September 20, 2010
My Quest for the Best Brownies Volume 3: Magical Fudge Brownies
It has been a while (almost one month) since the last Delectable Kitchen post. Shameful! But the time away has yielded another step in my continuing quest to find the best brownies. A friend sent me a link to this recipe, originally posted by Food and Wine Magazine, and I was daring enough to serve it to another friend without trying it first. This recipe employs a mysterious alchemy. After cooling, the brownies go into the refrigerator to chill, followed by a rewarming to room temperature. These last two steps seem to be crucial. We tried the brownies soon after they came out of the oven. Verdict? Meh. But after we chilled them and tried them again – oh boy! Talk about a fudgy brownie! Even better, the sea salt plays so nicely with the not-too-sweet chocolate. I used more sea salt than the recipe called for (I covered the entire surface with salt flakes), and it made a wonderful difference. This recipe is definitely a keeper. Just make sure to leave enough time for the magic to transform these from average to delectable!

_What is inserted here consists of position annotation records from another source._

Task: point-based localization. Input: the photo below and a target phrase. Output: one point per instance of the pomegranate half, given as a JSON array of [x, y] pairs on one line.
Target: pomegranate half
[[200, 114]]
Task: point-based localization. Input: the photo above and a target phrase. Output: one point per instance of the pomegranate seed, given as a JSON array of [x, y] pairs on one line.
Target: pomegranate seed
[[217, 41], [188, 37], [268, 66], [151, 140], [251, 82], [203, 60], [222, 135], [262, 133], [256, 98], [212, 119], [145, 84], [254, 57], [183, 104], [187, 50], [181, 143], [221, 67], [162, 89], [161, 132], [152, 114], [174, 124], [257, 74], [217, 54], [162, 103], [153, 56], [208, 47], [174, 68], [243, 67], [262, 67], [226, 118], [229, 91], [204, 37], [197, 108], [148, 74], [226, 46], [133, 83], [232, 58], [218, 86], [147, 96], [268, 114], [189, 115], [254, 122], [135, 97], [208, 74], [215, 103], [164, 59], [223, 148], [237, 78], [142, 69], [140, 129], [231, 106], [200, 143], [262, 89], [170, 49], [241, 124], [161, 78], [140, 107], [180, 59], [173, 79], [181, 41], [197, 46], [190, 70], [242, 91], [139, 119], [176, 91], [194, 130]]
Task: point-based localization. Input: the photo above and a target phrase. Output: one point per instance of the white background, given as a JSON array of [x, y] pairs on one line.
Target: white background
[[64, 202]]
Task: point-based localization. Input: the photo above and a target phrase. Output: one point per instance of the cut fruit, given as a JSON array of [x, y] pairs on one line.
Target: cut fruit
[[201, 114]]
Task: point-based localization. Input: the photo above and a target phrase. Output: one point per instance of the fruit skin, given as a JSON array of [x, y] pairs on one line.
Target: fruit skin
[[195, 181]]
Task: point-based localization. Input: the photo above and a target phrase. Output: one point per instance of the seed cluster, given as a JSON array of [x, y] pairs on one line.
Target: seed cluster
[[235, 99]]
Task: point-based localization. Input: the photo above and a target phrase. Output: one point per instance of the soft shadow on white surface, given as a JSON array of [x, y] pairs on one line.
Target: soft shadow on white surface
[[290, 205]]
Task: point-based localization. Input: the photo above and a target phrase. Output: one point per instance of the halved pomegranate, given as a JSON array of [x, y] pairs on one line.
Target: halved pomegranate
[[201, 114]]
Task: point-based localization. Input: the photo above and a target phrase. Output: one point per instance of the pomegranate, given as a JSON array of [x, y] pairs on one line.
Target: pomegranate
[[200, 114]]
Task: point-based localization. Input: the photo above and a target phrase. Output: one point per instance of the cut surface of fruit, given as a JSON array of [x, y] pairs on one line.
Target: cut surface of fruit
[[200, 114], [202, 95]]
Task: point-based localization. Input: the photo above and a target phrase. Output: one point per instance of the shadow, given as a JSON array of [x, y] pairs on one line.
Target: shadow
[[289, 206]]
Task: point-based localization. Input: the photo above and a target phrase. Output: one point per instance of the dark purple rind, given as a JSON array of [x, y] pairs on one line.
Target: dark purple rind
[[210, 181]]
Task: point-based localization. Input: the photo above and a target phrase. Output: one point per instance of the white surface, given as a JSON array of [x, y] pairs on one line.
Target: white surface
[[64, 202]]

You won’t be disappointed.
Magical Fudge Brownies
via Food and Wine Magazine
1 ½ sticks unsalted butter
2 ounces unsweetened chocolate, finely chopped
¼ cup plus 2 tablespoons unsweetened cocoa
2 cups sugar
3 large eggs
1 ½ tsp pure vanilla extract
1 cup all-purpose flour
Preheat the oven to 350°. Lightly grease a 9-inch square baking dish.
In a large saucepan, melt the butter with the unsweetened chocolate over very low heat, stirring occasionally. Remove from the heat. Whisking them in one at a time until thoroughly incorporated, add the cocoa, sugar, eggs, vanilla and flour. Pour the batter into the prepared pan and smooth the surface. Sprinkle the salt evenly over the batter. Using a butter knife, swirl the salt into the batter.

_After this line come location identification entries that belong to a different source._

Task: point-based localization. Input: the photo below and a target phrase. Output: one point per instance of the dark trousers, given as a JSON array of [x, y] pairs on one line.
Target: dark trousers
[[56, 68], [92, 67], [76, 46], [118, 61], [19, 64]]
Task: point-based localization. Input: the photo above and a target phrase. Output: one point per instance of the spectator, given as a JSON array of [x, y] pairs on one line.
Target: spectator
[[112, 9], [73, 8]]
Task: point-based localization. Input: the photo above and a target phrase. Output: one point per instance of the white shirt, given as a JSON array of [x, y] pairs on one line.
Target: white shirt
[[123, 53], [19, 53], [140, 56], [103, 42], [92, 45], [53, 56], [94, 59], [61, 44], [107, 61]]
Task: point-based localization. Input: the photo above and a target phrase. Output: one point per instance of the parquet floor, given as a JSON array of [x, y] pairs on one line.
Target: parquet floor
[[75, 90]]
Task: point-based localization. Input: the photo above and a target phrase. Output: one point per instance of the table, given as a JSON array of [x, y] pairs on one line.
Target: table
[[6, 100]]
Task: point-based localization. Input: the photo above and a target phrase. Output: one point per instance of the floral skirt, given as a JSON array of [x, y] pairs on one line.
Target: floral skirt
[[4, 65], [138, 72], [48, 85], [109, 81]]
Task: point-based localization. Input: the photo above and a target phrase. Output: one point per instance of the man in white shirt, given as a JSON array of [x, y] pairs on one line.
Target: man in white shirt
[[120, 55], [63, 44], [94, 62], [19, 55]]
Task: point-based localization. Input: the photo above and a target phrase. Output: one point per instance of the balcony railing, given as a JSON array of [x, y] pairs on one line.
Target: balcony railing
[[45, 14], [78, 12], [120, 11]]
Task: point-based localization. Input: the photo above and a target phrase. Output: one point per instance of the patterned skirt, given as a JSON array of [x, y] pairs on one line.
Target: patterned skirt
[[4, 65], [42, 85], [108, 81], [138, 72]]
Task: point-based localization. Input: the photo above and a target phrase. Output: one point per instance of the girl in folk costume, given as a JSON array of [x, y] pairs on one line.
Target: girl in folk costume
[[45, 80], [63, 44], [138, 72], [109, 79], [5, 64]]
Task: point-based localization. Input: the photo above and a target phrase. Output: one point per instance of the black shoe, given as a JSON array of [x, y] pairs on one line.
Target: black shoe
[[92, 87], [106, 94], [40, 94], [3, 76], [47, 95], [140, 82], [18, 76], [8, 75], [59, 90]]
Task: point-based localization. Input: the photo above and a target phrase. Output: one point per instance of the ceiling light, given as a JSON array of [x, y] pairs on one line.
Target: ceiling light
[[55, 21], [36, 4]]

Bake the fudge brownies in the center of the oven for about 35 minutes, until the edge is set but the center is still a bit soft and a toothpick inserted into the center comes out coated with a little of the batter. Let the brownies cool at room temperature in the pan for 1 hour, then refrigerate just until they are firm, about 1 hour. Cut the brownies into 16 squares. Serve at room temperature. Delicious!